WASHINGTON — The U.S. secretary of state said last Friday she
apologized to Democratic presidential candidate Barack Obama after
learning workers in her department improperly snooped through the
Illinois senator’s passport file three times since beginning of the
year.
While expressing anger over the invasion of
privacy, the issue stood to be a welcome diversion for the Obama
campaign after a week of political battering over remarks by the
candidate’s longtime pastor.
That, coupled with New Mexico Gov. Bill Richardson’s coveted
endorsement, appeared to have, temporarily at least, refocused
attention away from the pastor brouhaha.
Secretary of State Condoleezza Rice said she spoke with Obama, telling
him she was sorry. The secretary said she acknowledged she “would be
very disturbed” had it happened to her.
Two State Department contract workers were dismissed for getting into
Obama’s file on separate occasions — Jan. 9 and Feb. 21. A third worker
was disciplined for accessing the file on March 14.
State Department spokesman Sean McCormack said the State Department
inspector general’s office was looking into the matter, but Justice
Department officials had been notified in case they need to get
involved.
Obama spokesman Bill Burton called the incident “an outrageous breach of security and privacy.”
Perhaps more relevant to Obama’s campaign fortunes, however, was the
endorsement by Richardson, a Democratic superdelegate and former
presidential candidate, who served as U.N. ambassador and energy
secretary under former President Bill Clinton.
Richardson’s backing of Obama, who aspires to become America’s first
African American president, stands as a major boost, perhaps most
importantly among the governor’s fellow Hispanics — America’s largest
ethnic bloc, which has largely backed Hillary Rodham Clinton.
“I believe he (Obama) is the kind of once-in-a-lifetime leader that can
bring our nation together and restore America’s moral leadership in the
world,” Richardson said in a statement. “As a presidential candidate, I
know full well Sen. Obama’s unique moral ability to inspire the
American people to confront our urgent challenges at home and abroad in
a spirit of bipartisanship and reconciliation.”
Whether intentionally timed or not, the Richardson endorsement directed
attention away from widely circulated inflammatory snippets of sermons
that showed Rev. Jeremiah Wright — the Obama pastor — claiming the
United States had brought the Sept. 11 attacks on itself and inveighing
God to damn America for racial bigotry.
While condemning the remarks, Obama refused — in a major speech on race
last week — to “disown” Wright, who married the candidate and his wife
and baptized their children.
The Clinton campaign has, meanwhile, criticized Obama’s organization
for “peddling photos” of former President Bill Clinton and Wright
shaking hands at a White House prayer breakfast in 1998.

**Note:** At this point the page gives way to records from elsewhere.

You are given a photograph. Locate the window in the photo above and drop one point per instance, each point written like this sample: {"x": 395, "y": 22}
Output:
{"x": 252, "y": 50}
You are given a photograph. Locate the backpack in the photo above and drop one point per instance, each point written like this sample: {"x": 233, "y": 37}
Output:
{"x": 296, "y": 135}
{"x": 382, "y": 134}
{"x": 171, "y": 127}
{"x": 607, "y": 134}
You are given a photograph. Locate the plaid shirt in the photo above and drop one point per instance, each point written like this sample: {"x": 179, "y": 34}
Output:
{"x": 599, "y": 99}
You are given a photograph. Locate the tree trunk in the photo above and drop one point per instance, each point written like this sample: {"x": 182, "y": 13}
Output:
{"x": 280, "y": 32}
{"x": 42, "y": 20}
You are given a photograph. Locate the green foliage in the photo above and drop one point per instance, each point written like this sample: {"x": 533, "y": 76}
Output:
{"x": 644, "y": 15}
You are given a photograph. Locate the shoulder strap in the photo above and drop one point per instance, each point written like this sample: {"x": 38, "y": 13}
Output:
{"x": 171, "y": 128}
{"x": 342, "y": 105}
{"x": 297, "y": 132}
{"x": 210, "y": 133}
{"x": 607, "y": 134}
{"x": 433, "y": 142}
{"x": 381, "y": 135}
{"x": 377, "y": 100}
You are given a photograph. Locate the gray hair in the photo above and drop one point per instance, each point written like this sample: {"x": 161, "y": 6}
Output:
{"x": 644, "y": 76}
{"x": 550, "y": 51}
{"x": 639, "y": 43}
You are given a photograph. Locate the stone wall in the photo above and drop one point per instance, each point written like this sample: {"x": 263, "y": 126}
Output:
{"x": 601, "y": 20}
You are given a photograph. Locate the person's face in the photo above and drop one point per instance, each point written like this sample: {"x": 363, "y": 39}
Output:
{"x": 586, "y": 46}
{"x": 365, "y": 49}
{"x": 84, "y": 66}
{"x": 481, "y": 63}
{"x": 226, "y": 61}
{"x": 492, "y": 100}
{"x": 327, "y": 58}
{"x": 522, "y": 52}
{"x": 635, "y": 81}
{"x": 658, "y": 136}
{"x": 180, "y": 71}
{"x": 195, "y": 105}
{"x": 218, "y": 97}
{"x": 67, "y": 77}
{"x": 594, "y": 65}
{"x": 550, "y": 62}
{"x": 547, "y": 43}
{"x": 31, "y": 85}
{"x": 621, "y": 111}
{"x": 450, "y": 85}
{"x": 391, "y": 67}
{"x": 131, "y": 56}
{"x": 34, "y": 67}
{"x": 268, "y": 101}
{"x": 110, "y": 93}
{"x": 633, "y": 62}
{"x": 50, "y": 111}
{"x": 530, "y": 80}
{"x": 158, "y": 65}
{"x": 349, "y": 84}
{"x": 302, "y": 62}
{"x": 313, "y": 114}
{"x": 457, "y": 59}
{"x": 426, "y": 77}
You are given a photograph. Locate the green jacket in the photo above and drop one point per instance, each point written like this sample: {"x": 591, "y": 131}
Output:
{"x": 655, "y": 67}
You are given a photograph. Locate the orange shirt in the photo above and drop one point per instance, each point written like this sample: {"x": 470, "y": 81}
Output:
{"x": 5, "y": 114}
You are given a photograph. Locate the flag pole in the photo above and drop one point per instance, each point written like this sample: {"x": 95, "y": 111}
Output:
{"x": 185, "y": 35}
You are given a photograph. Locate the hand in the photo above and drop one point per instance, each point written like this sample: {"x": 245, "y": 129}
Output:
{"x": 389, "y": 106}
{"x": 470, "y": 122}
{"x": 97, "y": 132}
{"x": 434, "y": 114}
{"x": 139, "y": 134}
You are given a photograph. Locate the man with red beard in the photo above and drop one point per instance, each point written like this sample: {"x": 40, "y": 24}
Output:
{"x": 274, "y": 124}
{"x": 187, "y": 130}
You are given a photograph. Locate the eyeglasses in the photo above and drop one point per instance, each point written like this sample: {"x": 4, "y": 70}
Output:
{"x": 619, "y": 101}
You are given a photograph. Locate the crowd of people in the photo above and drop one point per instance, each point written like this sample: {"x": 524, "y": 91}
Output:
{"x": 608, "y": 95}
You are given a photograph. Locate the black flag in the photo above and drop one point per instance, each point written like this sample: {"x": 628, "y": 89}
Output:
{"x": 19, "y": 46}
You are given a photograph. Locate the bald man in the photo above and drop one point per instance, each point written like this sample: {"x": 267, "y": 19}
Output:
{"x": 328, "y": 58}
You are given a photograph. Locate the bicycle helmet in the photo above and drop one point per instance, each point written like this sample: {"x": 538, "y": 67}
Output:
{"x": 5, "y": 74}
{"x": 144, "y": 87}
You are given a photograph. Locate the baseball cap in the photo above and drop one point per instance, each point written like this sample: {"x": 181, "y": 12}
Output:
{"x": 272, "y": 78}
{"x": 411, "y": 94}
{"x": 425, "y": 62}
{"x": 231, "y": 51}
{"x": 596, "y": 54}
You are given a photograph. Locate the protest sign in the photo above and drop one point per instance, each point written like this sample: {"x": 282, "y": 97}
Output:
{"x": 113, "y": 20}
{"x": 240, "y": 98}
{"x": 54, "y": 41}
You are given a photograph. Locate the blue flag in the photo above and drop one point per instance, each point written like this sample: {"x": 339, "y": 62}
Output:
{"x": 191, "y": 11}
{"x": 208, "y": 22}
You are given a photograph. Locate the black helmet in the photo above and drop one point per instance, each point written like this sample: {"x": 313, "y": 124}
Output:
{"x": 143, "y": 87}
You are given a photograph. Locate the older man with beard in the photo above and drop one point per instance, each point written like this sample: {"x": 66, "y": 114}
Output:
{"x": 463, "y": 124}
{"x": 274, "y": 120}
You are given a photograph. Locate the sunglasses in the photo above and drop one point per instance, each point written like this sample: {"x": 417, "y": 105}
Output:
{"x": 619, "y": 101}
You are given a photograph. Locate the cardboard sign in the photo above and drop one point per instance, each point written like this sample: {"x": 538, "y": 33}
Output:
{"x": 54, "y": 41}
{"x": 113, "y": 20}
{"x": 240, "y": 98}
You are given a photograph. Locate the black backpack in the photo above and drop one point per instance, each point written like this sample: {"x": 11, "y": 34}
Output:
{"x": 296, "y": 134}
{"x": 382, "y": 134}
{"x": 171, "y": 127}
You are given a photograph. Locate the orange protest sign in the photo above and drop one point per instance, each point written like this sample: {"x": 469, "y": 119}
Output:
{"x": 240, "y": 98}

The New York Times posted the photo to its Web site last Thursday and said it was provided by the Obama campaign.
Richardson’s endorsement comes as Obama leads among delegates selected
at primaries and caucuses but with national public opinion polling
showing Clinton pulling ahead of him in the race for the Democratic
nomination amid a controversy over incendiary statements by his former
pastor in Chicago.
An endorsement from Richardson, who dropped out of the Democratic race
in January, was relentlessly wooed by Obama and Clinton. Bill Clinton
even went to Richardson’s New Mexico home to watch America’s premier
television sporting event, the Super Bowl, with the governor in
February.
As a Democratic superdelegate, Richardson has a key role in the tight
race for nominating votes and could bring other superdelegates to
Obama’s side. He also has been mentioned as a potential running mate
for either candidate.
Obama leads Clinton among delegates whose votes were determined by
primaries or caucuses, 1,406 to 1,249. But neither is on track to win
enough pledged delegates to clinch the nomination — 2,024 are needed —
so the outcome could be decided by superdelegates, who are elected and
party officials who can choose whomever they like.
Including Richardson, Clinton leads 250-215 among superdelegates who
have announced a choice. About 40 percent of the superdelegates have
not declared.
The furor over Wright’s sermons coincided with a marked downturn of
support for Obama, according to a recent Gallup poll.
The national poll had him leading Clinton 50 percent to 44 percent in a
survey conducted March 11-13, but Clinton has since taken over the
lead. Updated polling now shows Clinton ahead of Obama 48 percent to 43
percent, according to voters questioned from March 17-19, at the height
of the pastor controversy.
The bruising nomination fight threatens Democratic unity in the historic race to replace President George W. Bush.
Some Democrats fear that a clear shot at victory for the party has been
encumbered by the continued need for record-breaking campaign spending
and the bickering between the Obama and Clinton camps that has allowed
John McCain, the Arizona senator who is the Republican
nominee-in-waiting, to largely remain above the fray.